Biophap’s business philosophy focuses on three core values: organic production, social ethics, and breakthrough innovation. Initially, the company invested in every stage, from crop breeds to fertilisers and associated expenses.

From last year, the fourth year of co-operation, local farmers could cover their own breed and fertiliser expenses. The soil has been improved and long-term crops have been grown mingled with short-term crops.

The project has changed local inhabitants’ agricultural methods as they now have self-formed co-operatives to promote organic agriculture on old plantations.

Following the commitment “Fair for Life” under Biophap’s project, Bahnar people have reported significantly improved living conditions. Negative phenomena like premature marriages, alcoholism and environmental pollution have reduced remarkably.

Initially, Biophap focused on building a value chain for pepper, while simultaneously growing several other kinds of crops. The company’s experts tested growing special crops from Europe, such as rosemary and herbal plants, kiwi or blueberry that offer higher economic values.

As of now, Biophap’s farming areas grow more than 20 kinds of crops, several dozen types of herbs, as well as fruits and

spices. The farm has shipped more than one tonnes of organic curcumin powder and hundreds of kilogrammes of herbal materials to domestic and foreign organic food outlet chains at a price far higher than non-organic products.

From the initial project, last year Biophap extended the production area to 100ha to include pepper growing farms in Gia Lai and neighbouring locations.

Biophap has been investing in processing and a high-tech IT system. Each crop in the farm, input materials or climate conditions are being traced and digitalised. Global customers only have to use their smartphones or tablets to trace all the information they need from input materials to diverse production phases through simple QR codes.

Biophap’s products have been registered to reach international organic food quality standards with certificates provided by prestigious organisations such as USDA, JAS, AB, and Fair for Life.

According to Biophap’s CEO Tyna Giang, her company’s greatest success is the trust from local farmers, business partners, and the local government. Their ultimate target is to encourage local farmers to engage deeper into value chains. Therefore, besides innovative development and the application of modern technology into farm management, Biophap has collected products from farmers at higher prices and deducted 10 per cent of its profit to develop new models of organic agriculture.

Riding to the high seas

Biophap’s initial target is to bring “Made in Vietnam” organic products to Europe, a market which Giang knows well.

After reaping initial success with her farm, Giang believes their products could conquer big Asian markets, such as South Korea and Japan.

It is also important to boost sales in the domestic market which holds great potential as local people are becoming more aware of organic food.

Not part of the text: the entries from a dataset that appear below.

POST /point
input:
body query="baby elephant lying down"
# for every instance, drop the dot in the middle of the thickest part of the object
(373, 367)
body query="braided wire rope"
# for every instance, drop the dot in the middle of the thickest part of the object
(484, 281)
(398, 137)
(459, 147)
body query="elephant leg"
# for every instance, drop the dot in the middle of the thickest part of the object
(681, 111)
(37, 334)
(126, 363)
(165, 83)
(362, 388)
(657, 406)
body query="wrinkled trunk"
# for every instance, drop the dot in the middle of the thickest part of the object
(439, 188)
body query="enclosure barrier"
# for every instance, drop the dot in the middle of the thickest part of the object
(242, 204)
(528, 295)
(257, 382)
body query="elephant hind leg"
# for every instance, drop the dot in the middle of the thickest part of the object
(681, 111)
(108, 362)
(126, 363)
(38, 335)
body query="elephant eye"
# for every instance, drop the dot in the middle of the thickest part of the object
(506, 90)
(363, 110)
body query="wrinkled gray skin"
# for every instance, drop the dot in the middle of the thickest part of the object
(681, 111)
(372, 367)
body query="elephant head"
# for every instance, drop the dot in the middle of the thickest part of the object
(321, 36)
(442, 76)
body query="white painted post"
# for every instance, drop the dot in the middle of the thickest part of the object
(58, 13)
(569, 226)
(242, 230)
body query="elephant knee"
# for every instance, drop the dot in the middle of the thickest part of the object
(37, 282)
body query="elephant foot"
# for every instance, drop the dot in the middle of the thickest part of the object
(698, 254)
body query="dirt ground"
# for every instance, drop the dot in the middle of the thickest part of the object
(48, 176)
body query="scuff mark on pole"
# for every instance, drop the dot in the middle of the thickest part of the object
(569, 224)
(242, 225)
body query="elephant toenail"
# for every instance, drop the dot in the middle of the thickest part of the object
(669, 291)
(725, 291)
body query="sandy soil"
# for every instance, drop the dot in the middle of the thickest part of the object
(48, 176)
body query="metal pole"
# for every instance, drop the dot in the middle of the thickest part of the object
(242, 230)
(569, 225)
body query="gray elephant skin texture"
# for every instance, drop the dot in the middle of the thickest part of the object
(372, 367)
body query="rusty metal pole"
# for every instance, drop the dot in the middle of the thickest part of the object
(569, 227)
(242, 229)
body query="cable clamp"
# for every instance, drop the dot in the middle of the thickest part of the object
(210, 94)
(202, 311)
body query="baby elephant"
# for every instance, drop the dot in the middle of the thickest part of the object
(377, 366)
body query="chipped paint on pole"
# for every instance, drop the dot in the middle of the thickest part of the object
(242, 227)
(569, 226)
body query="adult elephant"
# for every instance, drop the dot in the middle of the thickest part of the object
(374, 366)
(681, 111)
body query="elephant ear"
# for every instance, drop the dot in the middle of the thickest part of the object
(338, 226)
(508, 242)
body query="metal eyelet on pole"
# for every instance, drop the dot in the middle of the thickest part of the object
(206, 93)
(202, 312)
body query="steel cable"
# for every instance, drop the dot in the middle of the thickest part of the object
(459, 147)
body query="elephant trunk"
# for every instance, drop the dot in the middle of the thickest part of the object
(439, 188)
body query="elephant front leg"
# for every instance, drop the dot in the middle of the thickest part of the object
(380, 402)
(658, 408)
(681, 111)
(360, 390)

“The organic food market has been and will always be a high growing market, but the number of professional suppliers is still limited in Vietnam. I do believe that with suitable policies to support farmers and the application of innovative technologies as well as diverse stakeholder engagement in the supply chain, Vietnam would be among the leaders in organic food development,” said Giang.

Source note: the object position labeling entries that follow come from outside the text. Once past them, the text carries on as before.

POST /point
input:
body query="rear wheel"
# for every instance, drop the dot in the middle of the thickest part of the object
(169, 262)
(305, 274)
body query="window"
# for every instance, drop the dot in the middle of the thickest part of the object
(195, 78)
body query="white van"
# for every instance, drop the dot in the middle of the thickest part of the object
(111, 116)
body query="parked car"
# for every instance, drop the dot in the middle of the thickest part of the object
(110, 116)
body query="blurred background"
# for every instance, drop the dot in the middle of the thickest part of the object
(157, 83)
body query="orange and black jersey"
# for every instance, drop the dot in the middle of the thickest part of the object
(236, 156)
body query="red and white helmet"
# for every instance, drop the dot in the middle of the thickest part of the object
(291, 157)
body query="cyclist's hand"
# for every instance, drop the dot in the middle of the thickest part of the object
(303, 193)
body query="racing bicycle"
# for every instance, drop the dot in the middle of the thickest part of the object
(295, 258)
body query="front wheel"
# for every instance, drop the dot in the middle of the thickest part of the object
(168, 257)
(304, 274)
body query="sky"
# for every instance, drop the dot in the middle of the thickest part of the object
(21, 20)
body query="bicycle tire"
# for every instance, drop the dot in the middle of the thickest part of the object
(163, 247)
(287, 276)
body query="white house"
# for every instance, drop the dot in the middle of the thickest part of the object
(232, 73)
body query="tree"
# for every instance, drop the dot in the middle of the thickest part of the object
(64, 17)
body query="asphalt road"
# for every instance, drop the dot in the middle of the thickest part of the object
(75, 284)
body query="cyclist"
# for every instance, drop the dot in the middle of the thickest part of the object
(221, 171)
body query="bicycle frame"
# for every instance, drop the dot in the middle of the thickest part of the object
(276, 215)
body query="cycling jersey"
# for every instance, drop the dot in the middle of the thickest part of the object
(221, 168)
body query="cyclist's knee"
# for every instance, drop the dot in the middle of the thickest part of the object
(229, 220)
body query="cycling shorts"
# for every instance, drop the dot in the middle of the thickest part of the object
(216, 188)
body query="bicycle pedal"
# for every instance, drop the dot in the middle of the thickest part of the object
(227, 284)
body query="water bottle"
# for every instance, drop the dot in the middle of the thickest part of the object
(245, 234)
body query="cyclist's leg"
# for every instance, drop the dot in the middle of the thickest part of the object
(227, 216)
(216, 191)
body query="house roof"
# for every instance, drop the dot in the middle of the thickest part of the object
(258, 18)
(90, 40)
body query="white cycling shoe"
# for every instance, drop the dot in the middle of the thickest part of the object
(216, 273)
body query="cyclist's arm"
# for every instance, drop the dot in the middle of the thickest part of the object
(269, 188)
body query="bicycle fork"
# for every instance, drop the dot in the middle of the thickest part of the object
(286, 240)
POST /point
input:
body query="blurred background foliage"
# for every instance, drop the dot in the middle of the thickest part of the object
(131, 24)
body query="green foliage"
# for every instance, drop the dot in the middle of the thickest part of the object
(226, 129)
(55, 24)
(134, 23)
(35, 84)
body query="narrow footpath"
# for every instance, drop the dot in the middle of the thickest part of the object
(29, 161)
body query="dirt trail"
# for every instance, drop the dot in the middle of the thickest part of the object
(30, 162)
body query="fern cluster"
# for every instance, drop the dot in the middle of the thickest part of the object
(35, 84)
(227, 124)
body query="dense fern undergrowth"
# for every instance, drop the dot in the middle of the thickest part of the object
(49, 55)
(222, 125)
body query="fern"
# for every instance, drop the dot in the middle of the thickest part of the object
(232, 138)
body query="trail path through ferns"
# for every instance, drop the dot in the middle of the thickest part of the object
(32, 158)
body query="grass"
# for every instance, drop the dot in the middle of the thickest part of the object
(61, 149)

Early last year, Biophap became one of seven organic agriculture businesses of Vietnam invited to join the world’s leading event on organic food, Biofach in Germany, which attracted thousands of similar players from around the world.

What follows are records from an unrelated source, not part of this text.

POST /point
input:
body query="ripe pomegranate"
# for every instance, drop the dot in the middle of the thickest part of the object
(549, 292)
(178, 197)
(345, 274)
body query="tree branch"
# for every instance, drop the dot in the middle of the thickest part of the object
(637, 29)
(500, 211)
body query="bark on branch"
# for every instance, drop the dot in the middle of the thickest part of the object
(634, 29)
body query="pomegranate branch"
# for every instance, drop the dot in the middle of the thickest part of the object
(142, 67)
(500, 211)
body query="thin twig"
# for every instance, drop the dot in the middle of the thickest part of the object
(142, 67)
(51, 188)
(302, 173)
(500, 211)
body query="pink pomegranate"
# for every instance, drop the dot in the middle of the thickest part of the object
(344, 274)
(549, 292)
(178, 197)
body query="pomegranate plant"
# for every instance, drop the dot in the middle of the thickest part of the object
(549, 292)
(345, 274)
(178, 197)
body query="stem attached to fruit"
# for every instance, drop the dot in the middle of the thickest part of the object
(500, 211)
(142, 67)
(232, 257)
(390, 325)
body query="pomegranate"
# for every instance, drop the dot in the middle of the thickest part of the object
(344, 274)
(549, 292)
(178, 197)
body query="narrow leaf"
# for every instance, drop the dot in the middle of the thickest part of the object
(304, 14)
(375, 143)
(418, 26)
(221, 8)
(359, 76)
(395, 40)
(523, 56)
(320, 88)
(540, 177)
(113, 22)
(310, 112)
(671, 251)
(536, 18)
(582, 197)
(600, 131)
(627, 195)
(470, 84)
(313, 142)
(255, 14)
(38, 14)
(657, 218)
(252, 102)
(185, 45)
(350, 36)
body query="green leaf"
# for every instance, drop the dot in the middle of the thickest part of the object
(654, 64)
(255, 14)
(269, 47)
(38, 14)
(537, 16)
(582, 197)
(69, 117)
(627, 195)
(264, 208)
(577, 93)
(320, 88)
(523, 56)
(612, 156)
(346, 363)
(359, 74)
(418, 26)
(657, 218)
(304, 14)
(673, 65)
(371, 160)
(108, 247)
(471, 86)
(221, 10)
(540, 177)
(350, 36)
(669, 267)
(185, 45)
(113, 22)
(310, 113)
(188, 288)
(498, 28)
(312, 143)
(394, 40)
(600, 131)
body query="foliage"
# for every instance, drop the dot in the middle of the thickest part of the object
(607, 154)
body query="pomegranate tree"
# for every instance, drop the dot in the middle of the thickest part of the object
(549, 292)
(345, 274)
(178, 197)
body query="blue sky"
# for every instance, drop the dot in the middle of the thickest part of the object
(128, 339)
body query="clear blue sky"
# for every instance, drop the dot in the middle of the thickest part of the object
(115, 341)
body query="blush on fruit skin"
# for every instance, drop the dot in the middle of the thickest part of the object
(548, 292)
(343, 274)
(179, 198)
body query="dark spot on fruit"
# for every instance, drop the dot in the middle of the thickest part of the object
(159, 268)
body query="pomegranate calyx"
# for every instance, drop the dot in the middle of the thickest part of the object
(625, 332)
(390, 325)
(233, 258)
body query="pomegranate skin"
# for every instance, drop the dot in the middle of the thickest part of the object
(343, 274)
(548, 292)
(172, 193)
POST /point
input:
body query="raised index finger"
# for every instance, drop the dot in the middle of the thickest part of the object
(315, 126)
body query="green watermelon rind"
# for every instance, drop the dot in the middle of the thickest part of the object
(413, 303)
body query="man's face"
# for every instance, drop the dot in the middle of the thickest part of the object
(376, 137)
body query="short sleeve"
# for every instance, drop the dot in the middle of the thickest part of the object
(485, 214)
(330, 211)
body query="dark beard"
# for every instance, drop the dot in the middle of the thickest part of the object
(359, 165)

Despite being a first-time participant, Biophap’s products received praise from the international community and a string of orders were placed right at the occasion.

The company, however, needs larger investments to feed its business expansion plans.

“Convincing foreign investors is not easy at first, but I could prove investors that Biophap’s model not only matches contemporary development needs, but also creates social and environmental values,” Giang said, unveiling that several investment funds and foreign investors express interest in co-operation and they will soon announce deals to the public.